The error message suggests that Google is getting the URL from somewhere other than your robots.txt file. The robots.txt file lists the sitemap URL as:
mydomain/forum/sitemap_index.xml
but the error message shows that Google is trying to load the URL:
mydomain/forum/sitemap-index.xml?page=1
This second URL is getting blocked, because your robots.txt file blocks any URL that contains a question mark:
Disallow: /*?*
Disallow: /*?
(Incidentally, these two lines do exactly the same thing. You can safely delete the first one) Google should still be able to read the sitemap file using the simpler URL however, so the pages will probably still be crawled. If you really want to get rid of the error message, you could always add:
Allow: /forum/sitemap-index.xml?page=1
This will override the disallows for just the sitemap URL. (This will work on Google at least - YMMV for any other search engines)

My robots.txt is User-agent: * Disallow: /feeds/ Disallow: /*/_/ what its means?
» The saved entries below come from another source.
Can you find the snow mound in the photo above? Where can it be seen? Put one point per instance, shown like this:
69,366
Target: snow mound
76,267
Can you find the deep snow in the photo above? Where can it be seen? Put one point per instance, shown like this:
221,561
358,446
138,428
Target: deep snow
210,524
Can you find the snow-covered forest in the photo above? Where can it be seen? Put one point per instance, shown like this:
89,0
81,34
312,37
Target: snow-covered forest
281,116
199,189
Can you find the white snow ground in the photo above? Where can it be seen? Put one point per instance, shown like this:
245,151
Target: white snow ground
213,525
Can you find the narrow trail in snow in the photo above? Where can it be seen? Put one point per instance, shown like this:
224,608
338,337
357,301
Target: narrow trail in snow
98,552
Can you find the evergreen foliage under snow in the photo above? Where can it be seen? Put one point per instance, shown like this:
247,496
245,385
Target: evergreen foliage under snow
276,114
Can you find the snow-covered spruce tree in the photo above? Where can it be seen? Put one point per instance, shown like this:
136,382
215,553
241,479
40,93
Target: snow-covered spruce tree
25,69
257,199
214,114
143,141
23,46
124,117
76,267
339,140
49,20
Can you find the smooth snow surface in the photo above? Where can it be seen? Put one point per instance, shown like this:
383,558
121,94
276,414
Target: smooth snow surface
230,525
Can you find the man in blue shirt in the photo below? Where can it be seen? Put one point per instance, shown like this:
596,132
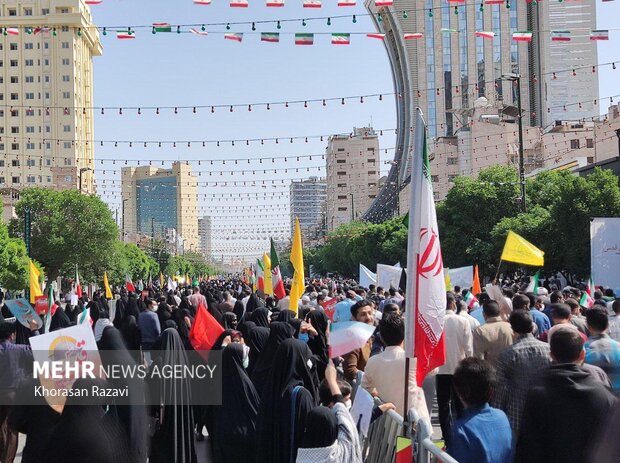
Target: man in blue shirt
482,434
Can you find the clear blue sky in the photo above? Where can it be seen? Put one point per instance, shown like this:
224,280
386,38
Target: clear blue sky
172,69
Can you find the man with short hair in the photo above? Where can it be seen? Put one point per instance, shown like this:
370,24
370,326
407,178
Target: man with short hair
482,434
362,311
459,345
601,350
517,367
566,410
385,373
494,336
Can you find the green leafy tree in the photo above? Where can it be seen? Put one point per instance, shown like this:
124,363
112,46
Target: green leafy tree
68,228
13,262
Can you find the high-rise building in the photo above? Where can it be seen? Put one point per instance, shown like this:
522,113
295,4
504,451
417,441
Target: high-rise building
46,77
353,172
307,198
449,67
161,203
205,231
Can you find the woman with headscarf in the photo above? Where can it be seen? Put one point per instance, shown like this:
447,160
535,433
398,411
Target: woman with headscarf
289,395
256,341
318,343
330,434
94,437
174,439
278,332
261,317
131,414
234,433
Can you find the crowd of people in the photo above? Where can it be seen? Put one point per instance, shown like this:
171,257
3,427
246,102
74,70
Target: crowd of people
527,378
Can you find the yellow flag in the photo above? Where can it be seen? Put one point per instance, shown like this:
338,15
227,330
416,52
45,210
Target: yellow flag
106,286
35,282
521,251
297,260
267,276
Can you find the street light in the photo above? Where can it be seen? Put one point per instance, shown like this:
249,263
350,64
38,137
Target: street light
83,169
516,79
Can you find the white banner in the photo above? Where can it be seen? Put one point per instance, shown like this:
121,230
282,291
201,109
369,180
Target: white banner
605,251
388,275
367,278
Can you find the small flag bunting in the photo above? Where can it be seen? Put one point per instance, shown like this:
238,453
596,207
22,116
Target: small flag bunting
414,35
272,37
125,35
599,35
197,32
522,36
560,36
235,36
162,27
341,39
485,34
304,39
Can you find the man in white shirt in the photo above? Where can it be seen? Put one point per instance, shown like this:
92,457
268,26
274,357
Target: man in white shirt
384,374
459,344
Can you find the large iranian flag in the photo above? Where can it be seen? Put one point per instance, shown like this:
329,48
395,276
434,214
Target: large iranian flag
276,277
426,287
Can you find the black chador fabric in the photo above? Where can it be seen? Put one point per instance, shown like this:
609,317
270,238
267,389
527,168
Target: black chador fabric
284,407
234,433
278,332
174,439
132,417
257,341
318,344
94,436
261,317
321,428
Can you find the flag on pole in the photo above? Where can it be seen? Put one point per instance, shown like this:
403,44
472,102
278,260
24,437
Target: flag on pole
426,288
532,287
276,277
128,283
35,282
78,286
106,286
518,249
260,275
298,287
475,285
267,268
470,300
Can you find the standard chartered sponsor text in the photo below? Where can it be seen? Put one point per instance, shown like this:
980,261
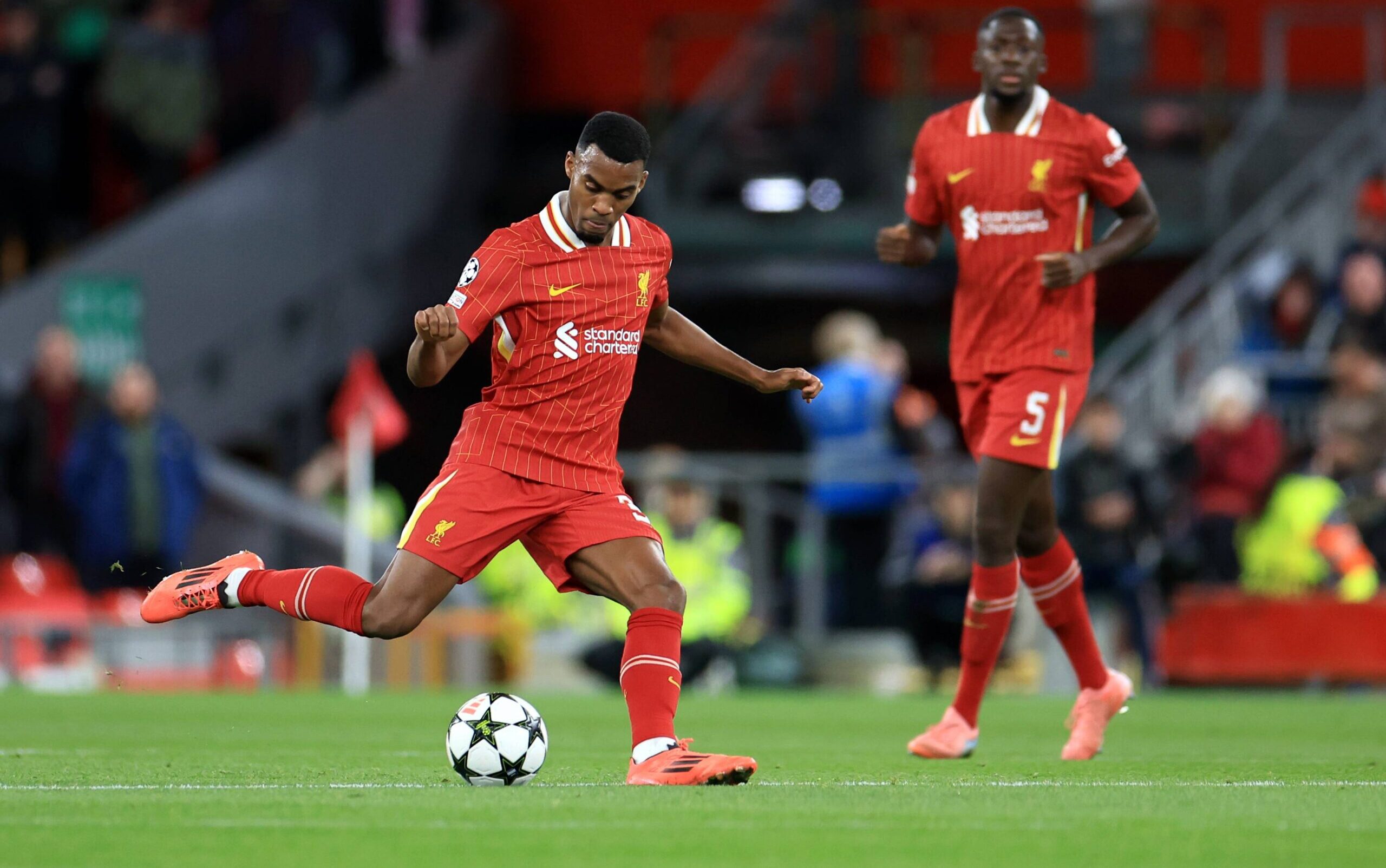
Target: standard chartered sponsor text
612,341
1014,222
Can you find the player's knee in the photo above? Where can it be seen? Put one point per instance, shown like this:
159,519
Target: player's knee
1037,540
387,621
662,591
993,536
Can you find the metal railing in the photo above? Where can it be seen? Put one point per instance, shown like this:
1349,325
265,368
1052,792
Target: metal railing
1197,324
1270,107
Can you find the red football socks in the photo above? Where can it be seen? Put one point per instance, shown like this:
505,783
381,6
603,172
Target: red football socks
325,594
991,601
1055,581
650,678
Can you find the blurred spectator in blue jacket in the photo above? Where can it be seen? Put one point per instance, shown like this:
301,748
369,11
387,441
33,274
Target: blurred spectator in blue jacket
134,484
50,409
929,564
857,468
1363,284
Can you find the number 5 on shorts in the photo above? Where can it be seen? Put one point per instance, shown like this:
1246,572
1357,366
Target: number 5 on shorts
1036,407
625,500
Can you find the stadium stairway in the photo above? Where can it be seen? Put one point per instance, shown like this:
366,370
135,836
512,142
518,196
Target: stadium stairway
1155,367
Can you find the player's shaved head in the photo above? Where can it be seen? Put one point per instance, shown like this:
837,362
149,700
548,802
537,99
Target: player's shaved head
622,137
1009,55
1009,11
606,172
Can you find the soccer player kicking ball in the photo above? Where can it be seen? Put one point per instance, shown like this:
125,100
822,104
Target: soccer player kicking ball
565,299
1011,174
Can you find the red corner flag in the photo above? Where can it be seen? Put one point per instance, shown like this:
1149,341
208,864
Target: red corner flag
365,390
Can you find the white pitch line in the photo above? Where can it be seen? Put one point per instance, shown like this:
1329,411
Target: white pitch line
814,784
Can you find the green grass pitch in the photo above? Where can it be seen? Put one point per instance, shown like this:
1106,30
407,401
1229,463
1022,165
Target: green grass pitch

I have a Google site, and today I found google generated a new robots.txt file:
User-agent: *
Disallow: /feeds/
Disallow: /*/_/
What does it mean? Your kind reply is appreciated.
Here is the breakdown:
User-agent: * -- Apply to all robots
Disallow: /feeds/ -- Do not crawl the /feeds/ directory
Disallow: /*/_/ -- Do not crawl any subdirectory that is named _
For more information, see www.robotstxt.org.
The User-Agent header is how browsers and robots identify themselves.
The Disallow lines define the rules the robots are supposed to follow - in this case what they shouldn't crawl.